Environnement des salariés en télétravail 

Sur le plus long terme, il faut également mener une réflexion sur l’environnement de travail des salariés à distance. Télétravail oblige, les employeurs exercent désormais de nouvelles responsabilités vis-à-vis des salariés à domicile. “Nous n’avons aucune vision sur le cadre de vie de la personne, alors que c’est notre responsabilité de s’assurer qu’il est conforme”, soulève Laurence Breton-Kueny. Par ailleurs, la question des accidents du travail – “entre le salon et la cuisine par exemple” ajoute la vice-présidente – est également au cœur des préoccupations des DRH. Et quid du droit à la déconnexion ou du bruit à domicile? Certains salariés à distance sont trop connectés, ou à l’inverse, rencontrent des difficultés à l’être suffisamment. “Il faut se poser les bonnes questions pour encadrer tout cela et faire évoluer les dispositifs en place”, martèle Benoît Serre. 

Calcul de la durée du travail à domicile

Enfin, le calcul de la durée du travail des salariés à domicile exige, lui aussi, des ajustements. “Les salariés en télétravail vont pointer chez eux ou calculer des heures qui ne correspondent pas à la réalité”, explique Benoît Serre.
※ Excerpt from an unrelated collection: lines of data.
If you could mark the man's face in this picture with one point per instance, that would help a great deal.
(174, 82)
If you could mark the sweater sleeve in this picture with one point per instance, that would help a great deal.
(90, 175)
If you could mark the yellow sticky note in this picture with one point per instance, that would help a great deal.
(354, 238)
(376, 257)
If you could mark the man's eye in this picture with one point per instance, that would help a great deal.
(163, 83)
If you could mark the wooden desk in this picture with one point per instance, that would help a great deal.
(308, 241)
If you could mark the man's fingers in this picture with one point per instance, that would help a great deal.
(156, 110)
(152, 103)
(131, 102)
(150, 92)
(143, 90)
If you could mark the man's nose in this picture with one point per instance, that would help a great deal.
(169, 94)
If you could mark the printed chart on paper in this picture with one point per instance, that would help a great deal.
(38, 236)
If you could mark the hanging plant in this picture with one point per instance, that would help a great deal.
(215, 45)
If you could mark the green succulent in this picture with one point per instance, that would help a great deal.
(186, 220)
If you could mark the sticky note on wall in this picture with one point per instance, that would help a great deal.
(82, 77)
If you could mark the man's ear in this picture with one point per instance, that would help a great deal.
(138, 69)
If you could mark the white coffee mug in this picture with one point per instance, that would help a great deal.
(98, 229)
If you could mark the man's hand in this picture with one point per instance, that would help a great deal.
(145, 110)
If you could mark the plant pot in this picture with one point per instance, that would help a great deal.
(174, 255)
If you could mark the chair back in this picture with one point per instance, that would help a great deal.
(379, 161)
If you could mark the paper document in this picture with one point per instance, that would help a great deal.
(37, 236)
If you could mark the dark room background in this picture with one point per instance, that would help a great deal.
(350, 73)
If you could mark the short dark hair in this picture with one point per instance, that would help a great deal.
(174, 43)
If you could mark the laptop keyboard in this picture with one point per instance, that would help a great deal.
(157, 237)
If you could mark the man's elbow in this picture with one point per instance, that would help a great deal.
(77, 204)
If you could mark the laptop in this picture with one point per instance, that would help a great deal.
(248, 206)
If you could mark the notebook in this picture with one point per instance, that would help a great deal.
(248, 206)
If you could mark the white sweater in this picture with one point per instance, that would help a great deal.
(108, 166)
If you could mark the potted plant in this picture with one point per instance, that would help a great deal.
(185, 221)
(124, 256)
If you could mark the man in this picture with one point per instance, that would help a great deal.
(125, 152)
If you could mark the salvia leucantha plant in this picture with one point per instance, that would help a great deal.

Faut-il installer des outils de surveillance chez les salariés à distance? “Cela créerait la société la plus épouvantable qui soit”, répond le vice-président de l’association avant de suggérer l’extension du forfait jour pour permettre aux salariés d’organiser le travail à distance comme ils le souhaitent. 
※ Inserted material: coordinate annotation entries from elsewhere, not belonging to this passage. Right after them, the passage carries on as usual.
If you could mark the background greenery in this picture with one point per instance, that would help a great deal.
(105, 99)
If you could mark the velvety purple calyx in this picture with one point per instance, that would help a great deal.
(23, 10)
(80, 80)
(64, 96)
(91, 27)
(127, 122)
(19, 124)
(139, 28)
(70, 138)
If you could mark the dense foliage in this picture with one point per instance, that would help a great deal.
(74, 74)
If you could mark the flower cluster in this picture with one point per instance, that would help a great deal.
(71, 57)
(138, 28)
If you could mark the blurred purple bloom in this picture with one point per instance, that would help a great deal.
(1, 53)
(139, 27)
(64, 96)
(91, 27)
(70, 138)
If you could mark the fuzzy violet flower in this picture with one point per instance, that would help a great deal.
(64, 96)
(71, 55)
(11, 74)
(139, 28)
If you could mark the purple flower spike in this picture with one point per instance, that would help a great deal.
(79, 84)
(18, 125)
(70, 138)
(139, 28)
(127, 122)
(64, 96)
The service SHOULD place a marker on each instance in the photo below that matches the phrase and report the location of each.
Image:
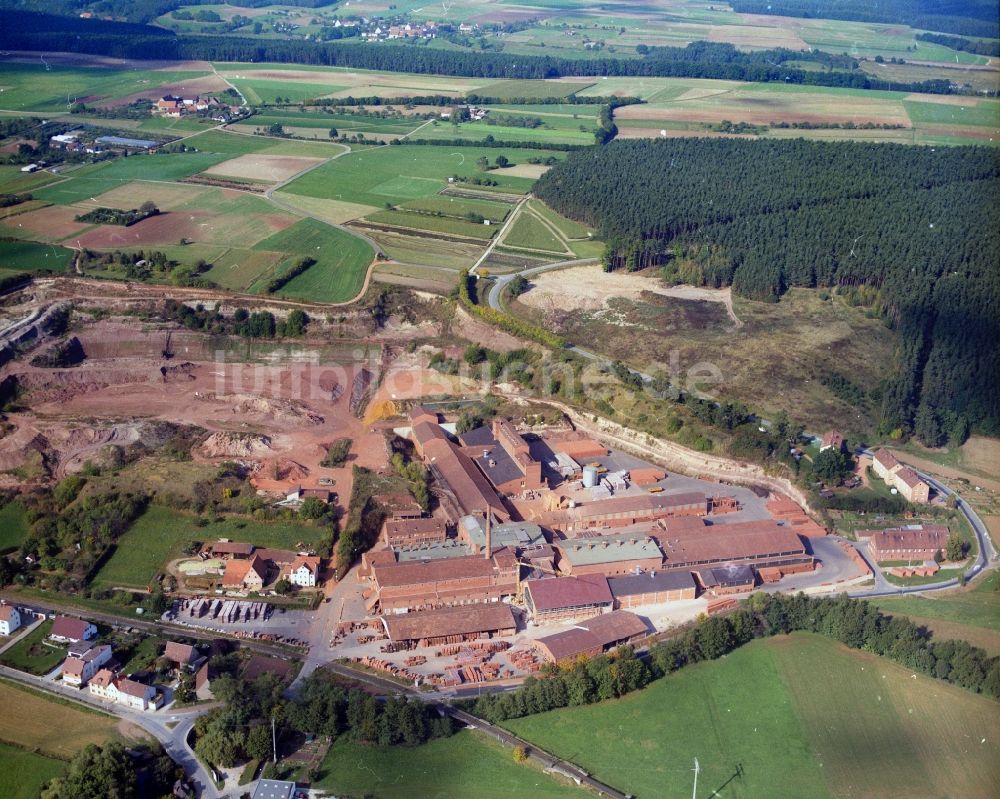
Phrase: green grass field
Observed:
(435, 224)
(13, 526)
(89, 181)
(976, 606)
(53, 727)
(402, 172)
(531, 234)
(32, 655)
(467, 764)
(797, 717)
(24, 773)
(29, 256)
(41, 87)
(459, 206)
(560, 133)
(341, 261)
(160, 534)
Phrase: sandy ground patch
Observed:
(525, 170)
(588, 288)
(272, 168)
(47, 224)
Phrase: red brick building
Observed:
(562, 598)
(917, 543)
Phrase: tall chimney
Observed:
(489, 534)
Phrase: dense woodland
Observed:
(967, 17)
(911, 231)
(30, 31)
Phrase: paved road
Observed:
(150, 625)
(986, 556)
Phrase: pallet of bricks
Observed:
(525, 660)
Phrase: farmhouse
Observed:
(10, 619)
(562, 598)
(450, 625)
(69, 630)
(303, 571)
(652, 588)
(885, 464)
(592, 637)
(248, 575)
(832, 439)
(914, 543)
(413, 532)
(128, 144)
(446, 581)
(133, 694)
(77, 671)
(628, 510)
(180, 655)
(608, 554)
(230, 549)
(909, 484)
(906, 481)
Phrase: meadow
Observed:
(848, 723)
(435, 224)
(54, 728)
(13, 526)
(28, 256)
(161, 534)
(403, 172)
(42, 86)
(24, 772)
(32, 655)
(445, 768)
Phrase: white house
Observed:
(135, 695)
(78, 671)
(303, 571)
(10, 619)
(69, 630)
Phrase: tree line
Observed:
(918, 226)
(33, 31)
(854, 623)
(969, 17)
(979, 47)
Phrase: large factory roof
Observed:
(608, 549)
(431, 571)
(569, 592)
(730, 542)
(457, 620)
(633, 503)
(470, 490)
(654, 581)
(508, 534)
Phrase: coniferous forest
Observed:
(913, 230)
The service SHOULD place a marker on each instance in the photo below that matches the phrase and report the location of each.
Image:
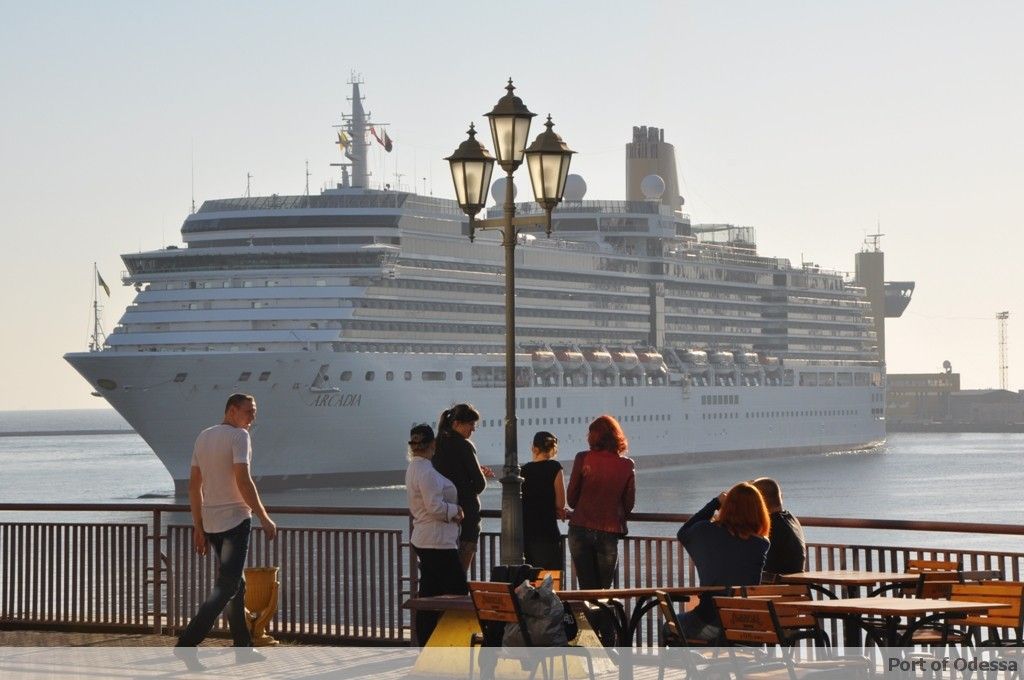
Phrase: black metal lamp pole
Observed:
(548, 160)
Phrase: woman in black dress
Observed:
(543, 504)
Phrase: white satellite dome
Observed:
(498, 190)
(652, 187)
(576, 188)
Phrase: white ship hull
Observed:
(356, 433)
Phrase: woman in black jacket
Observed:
(456, 459)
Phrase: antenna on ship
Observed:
(97, 338)
(194, 176)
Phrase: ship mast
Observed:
(356, 126)
(97, 338)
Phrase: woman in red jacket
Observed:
(601, 493)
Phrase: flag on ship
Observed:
(102, 284)
(373, 131)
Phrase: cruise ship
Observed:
(353, 313)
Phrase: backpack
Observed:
(543, 613)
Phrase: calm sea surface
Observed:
(950, 477)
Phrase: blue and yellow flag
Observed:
(102, 284)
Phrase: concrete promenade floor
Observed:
(47, 654)
(62, 639)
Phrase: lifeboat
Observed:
(570, 360)
(721, 358)
(693, 356)
(544, 359)
(599, 359)
(653, 363)
(627, 360)
(748, 362)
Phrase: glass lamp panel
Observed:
(488, 167)
(562, 176)
(536, 176)
(502, 129)
(521, 135)
(459, 179)
(474, 178)
(552, 172)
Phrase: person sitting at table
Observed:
(728, 550)
(435, 527)
(543, 505)
(787, 550)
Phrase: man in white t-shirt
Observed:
(223, 498)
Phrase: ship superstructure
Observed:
(356, 312)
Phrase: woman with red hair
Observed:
(601, 493)
(728, 550)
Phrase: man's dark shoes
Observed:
(189, 656)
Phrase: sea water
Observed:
(915, 476)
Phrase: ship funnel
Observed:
(649, 159)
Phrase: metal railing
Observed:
(337, 584)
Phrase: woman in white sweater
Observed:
(433, 504)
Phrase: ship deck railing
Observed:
(345, 572)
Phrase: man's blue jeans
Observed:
(230, 548)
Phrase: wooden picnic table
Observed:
(645, 599)
(851, 581)
(919, 611)
(611, 600)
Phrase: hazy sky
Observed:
(810, 121)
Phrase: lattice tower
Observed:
(1004, 363)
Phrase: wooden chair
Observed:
(694, 663)
(796, 628)
(1006, 626)
(981, 576)
(496, 605)
(934, 571)
(759, 623)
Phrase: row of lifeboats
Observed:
(599, 359)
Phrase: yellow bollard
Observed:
(261, 602)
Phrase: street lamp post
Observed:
(548, 161)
A la lumière de ces nouvelles problématiques liées au télétravail, l’ANDRH appelle les pouvoirs publics à adapter la réglementation pour mettre fin aux zones grises. “Le code du travail a été écrit dans un certain esprit, qui ne correspond plus à celui d’aujourd’hui”, assure Benoît Serre. Le risque, sans adaptation, est celui d’une instabilité juridique : “Si on ne le fait pas, ce sera la jurisprudence qui le fera”, conclut Audrey Richard.

*Enquête réalisée auprès de 359 adhérents de l’ANDRH émanant d’entreprises de différentes tailles et de différents secteurs d’activité du 22 septembre au 13 octobre 2021, via un questionnaire auto-administré en ligne de 24 questions.